Coördinatieoefeningen van verschillende moeilijkheidsgraad

Ochtend gymnastiek

3,0-3,6

182-215

3,9-4,5

230-270

Algemene ontwikkelingsoefeningen (makkelijk)

3,4-4,1

203-245

4,4-5,1

265-305

Algemene ontwikkelingsoefeningen (energetisch)

4,6-5,3

271-320

6,0-6,9

360-415

Aërobe gymnastiek (lage intensiteit)

3,9-4,7

233-280

5,1-5,9

310-350

Aërobe gymnastiek (hoge intensiteit)

3,9-4,7

321-385

6,0-6,9

415-480

Schieten

4,5-6,3

274-320

5,8-6,5

350-390

in het SI-systeem 1 kcal = = 4,1868 J;

1 MET (metabolische eenheid) = 3,5 kcal.

De maatstaf voor een kwaliteitsbelasting voor “sportschoolbezoekers” wordt beschouwd als een belasting die dit toelaat besteden in één les (80-90 min) ongeveer 600-700 kcal. Dit minimum kan worden bereikt met het geschatte bedrag dat in de klassen wordt gebruikt bij de intensiteit van de belasting:

  1. 30% van de tijd (van de gehele sessie) bij een hartslag (HR) van 100-120 slagen/min of 110-125 kcal;
  2. 50% - bij 130-160 slagen/min of 330-385 kcal;
  3. 20% - bij 160-180 slagen/min of 160-190 kcal.

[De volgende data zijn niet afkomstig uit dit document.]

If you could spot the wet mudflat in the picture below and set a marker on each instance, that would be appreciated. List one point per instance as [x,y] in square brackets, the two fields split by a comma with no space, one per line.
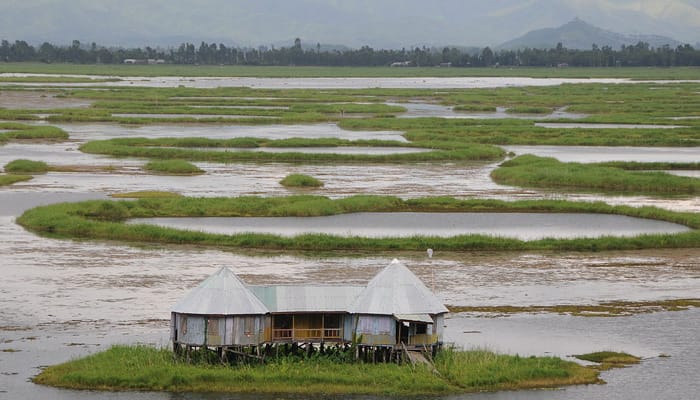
[424,110]
[65,299]
[523,226]
[319,83]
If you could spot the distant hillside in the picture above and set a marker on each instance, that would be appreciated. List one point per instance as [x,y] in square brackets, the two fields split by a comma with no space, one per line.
[578,34]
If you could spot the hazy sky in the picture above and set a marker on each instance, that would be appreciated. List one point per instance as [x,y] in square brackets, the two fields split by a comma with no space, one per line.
[378,23]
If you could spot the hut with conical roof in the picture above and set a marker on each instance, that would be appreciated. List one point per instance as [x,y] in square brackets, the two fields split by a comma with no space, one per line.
[220,312]
[394,310]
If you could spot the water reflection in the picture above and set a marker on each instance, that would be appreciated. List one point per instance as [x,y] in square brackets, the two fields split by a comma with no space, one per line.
[318,83]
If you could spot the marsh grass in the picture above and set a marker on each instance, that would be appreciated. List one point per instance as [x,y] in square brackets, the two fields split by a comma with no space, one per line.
[9,179]
[104,220]
[604,309]
[609,358]
[526,109]
[147,368]
[23,166]
[145,195]
[542,172]
[181,149]
[300,180]
[173,167]
[18,131]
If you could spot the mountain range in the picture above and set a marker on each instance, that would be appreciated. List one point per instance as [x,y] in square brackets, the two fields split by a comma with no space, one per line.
[353,23]
[578,34]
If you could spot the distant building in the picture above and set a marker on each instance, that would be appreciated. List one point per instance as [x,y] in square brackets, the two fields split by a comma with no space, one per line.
[395,310]
[400,64]
[143,61]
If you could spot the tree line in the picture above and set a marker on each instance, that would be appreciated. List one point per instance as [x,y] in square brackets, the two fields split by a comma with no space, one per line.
[641,54]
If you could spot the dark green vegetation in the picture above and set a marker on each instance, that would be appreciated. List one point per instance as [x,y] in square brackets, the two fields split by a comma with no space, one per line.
[300,180]
[191,149]
[541,172]
[146,368]
[641,54]
[605,309]
[26,167]
[144,195]
[173,167]
[17,131]
[6,180]
[104,220]
[609,359]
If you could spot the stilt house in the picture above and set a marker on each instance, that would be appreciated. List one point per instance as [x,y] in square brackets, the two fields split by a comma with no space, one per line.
[394,309]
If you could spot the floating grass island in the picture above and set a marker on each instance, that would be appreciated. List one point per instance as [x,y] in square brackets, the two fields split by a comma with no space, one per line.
[149,369]
[609,358]
[9,179]
[18,131]
[105,220]
[173,167]
[545,172]
[300,180]
[23,166]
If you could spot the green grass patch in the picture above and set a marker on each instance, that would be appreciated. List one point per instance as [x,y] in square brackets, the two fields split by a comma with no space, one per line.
[173,167]
[528,110]
[23,166]
[145,195]
[9,179]
[18,131]
[542,172]
[609,357]
[605,309]
[474,108]
[148,369]
[170,148]
[103,220]
[300,180]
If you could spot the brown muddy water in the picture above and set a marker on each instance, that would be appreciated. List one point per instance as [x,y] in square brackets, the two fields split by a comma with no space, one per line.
[314,83]
[403,224]
[62,299]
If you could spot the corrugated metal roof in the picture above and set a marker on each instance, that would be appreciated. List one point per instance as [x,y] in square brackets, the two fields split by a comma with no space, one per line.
[414,318]
[396,290]
[221,294]
[287,298]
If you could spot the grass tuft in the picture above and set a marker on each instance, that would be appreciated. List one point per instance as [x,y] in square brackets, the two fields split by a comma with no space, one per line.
[148,368]
[23,166]
[173,167]
[300,180]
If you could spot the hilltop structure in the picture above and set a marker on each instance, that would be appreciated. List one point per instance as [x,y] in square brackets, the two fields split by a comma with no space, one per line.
[394,312]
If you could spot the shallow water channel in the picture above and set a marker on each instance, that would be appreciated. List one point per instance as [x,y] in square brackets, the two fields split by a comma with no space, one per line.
[523,226]
[62,299]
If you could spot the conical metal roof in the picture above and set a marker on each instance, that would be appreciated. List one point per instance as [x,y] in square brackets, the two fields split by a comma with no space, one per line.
[396,290]
[221,294]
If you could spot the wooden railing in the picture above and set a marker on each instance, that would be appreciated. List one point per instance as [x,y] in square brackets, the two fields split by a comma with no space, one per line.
[294,334]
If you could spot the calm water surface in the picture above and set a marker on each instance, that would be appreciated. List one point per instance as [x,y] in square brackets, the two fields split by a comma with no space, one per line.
[320,83]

Sporters hebben respectievelijk 720-840 kcal:

  1. 215-250 kcal,
  2. 360-420 kcal,
  3. 145-170 kcal.

Nu u weet hoe u uw energieverbruik kunt bijhouden, kunt u uw eiwitshakes afmaken en naar de sportschool gaan! En vergeet het zelfcontroledagboek niet.